But it even gets down to some everyone's saying, "Are people going to shake hands anymore? We're just going to do whatever." And it's kind of an interesting, someone put that out. I was on Twitter and it was like, "Hey, what should people do after this? Or what are they going to do? Is it shake hands, head nod, wave?" And of course my vote here and my answer was of course open-mouth kiss. Which is one end of the spectrum and very hacky sack kick, what I'm trying to say. Apparently everyone else was taking that poll seriously. I wasn't. So sorry about that for everyone who hated me for that.
But those are there. So what else do you see, do you think? Because all of those little daily habits that become routine, if it goes long enough, and it's already that, I think we're already almost at that point where we have new habits. It's been a few weeks, so they're not going to go back.

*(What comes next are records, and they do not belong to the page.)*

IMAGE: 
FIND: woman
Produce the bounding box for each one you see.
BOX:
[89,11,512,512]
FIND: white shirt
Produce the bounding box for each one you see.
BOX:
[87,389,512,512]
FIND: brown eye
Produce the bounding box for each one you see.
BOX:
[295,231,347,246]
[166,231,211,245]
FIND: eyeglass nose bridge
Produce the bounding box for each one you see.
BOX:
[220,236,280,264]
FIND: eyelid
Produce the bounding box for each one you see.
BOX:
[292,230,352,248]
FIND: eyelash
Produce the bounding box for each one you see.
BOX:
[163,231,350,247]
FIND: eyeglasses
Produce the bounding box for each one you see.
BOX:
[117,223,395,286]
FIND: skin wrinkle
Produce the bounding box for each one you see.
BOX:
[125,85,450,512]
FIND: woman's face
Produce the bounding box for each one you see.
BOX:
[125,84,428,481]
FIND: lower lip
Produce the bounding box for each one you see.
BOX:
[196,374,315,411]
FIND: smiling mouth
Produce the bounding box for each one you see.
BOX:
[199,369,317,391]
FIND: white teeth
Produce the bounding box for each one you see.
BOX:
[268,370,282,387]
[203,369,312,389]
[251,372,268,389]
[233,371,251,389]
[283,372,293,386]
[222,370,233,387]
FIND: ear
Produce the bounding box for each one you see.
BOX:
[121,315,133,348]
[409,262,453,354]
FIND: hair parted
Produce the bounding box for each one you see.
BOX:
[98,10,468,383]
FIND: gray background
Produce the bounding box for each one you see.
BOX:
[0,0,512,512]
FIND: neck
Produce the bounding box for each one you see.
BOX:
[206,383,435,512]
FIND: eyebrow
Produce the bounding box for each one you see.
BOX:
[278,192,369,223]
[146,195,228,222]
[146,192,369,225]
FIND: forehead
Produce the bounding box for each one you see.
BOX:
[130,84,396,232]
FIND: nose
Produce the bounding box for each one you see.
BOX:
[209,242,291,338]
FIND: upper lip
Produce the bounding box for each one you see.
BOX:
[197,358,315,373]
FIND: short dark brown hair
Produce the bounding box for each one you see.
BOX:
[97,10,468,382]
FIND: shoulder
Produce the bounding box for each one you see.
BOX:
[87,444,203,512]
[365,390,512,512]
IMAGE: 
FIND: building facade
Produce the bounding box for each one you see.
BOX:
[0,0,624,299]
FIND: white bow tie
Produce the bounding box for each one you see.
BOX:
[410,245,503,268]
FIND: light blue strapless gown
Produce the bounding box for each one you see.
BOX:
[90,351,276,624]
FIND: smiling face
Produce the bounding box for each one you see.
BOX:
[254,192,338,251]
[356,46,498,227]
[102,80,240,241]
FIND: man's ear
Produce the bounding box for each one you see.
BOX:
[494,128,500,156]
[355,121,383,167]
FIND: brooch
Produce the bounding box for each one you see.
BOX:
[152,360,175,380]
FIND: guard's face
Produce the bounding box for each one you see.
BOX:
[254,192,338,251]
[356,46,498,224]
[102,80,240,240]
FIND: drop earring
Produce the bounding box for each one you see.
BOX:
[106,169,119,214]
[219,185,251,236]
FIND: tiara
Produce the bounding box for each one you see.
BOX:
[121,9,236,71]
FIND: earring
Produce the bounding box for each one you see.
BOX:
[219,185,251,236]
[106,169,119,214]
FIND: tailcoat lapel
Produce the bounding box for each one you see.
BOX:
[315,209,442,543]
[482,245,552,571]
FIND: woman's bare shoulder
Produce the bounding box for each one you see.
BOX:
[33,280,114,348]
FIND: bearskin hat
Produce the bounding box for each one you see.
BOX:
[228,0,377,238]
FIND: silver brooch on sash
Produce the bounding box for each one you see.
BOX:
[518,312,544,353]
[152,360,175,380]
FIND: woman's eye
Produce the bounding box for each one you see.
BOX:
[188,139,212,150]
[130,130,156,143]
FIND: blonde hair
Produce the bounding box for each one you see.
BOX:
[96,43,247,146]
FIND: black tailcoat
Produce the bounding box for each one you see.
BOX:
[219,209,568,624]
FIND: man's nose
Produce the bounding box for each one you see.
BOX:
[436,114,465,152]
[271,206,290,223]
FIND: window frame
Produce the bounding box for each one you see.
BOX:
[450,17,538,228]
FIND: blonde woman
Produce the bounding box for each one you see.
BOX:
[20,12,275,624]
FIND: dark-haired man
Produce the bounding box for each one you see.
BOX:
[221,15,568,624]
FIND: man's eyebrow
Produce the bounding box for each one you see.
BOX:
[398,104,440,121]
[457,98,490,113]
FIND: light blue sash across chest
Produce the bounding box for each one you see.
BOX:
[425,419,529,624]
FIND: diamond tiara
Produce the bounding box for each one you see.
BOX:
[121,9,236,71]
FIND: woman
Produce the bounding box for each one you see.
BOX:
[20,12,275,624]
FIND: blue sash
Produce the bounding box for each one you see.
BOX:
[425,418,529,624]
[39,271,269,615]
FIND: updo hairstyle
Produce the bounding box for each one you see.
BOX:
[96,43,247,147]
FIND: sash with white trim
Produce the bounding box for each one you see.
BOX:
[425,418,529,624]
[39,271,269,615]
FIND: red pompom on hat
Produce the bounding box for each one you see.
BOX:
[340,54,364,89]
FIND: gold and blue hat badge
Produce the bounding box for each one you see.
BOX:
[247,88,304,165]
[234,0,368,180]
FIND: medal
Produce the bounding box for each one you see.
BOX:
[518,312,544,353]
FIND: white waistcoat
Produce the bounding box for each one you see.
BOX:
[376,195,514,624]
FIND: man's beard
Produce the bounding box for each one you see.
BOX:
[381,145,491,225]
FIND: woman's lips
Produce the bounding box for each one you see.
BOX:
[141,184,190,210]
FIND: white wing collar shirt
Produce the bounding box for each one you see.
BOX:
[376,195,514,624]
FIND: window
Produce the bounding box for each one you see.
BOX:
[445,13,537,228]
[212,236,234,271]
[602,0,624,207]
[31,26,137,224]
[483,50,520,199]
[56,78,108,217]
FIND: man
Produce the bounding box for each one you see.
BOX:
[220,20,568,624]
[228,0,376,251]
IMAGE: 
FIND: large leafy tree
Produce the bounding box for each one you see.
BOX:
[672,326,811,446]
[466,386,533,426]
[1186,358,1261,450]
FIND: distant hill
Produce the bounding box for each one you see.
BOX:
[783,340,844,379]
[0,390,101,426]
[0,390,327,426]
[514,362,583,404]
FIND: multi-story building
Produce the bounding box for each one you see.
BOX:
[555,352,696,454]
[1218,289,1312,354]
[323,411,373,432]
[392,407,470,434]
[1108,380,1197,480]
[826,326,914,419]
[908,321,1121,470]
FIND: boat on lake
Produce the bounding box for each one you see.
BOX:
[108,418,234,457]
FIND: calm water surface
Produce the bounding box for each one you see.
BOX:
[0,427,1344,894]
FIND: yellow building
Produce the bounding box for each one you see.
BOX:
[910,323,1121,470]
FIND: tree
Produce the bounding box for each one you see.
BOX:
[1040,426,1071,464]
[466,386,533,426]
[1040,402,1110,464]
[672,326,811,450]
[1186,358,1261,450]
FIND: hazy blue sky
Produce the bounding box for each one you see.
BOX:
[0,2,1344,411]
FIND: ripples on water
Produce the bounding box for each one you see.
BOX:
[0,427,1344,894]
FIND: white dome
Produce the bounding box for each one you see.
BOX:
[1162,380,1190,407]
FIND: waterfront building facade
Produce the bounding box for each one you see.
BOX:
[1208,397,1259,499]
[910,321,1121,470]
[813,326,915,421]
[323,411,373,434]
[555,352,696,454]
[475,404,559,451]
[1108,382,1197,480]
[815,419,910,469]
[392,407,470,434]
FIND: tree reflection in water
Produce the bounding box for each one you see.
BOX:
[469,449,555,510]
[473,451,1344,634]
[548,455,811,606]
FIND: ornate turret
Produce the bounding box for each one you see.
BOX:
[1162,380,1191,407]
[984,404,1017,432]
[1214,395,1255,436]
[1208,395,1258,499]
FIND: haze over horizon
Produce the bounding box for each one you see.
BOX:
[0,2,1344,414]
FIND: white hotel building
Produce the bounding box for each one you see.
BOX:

Right. So no, the simple answer, Brian, they're not going to go back. And if they do go back, it's not going to be all the way. It's not going to be a pendulum swing back. It's going to be a gradual, incremental, and then ten years from now we will laugh at this podcast. Let's say, not sure about you. Definitely, I won't be here, but I'll have a mannequin, a robot by then, in Athens. Maybe I'll have a bigger dumpster. I don't know.
Exactly. And you are, in fact, the dumpster fire.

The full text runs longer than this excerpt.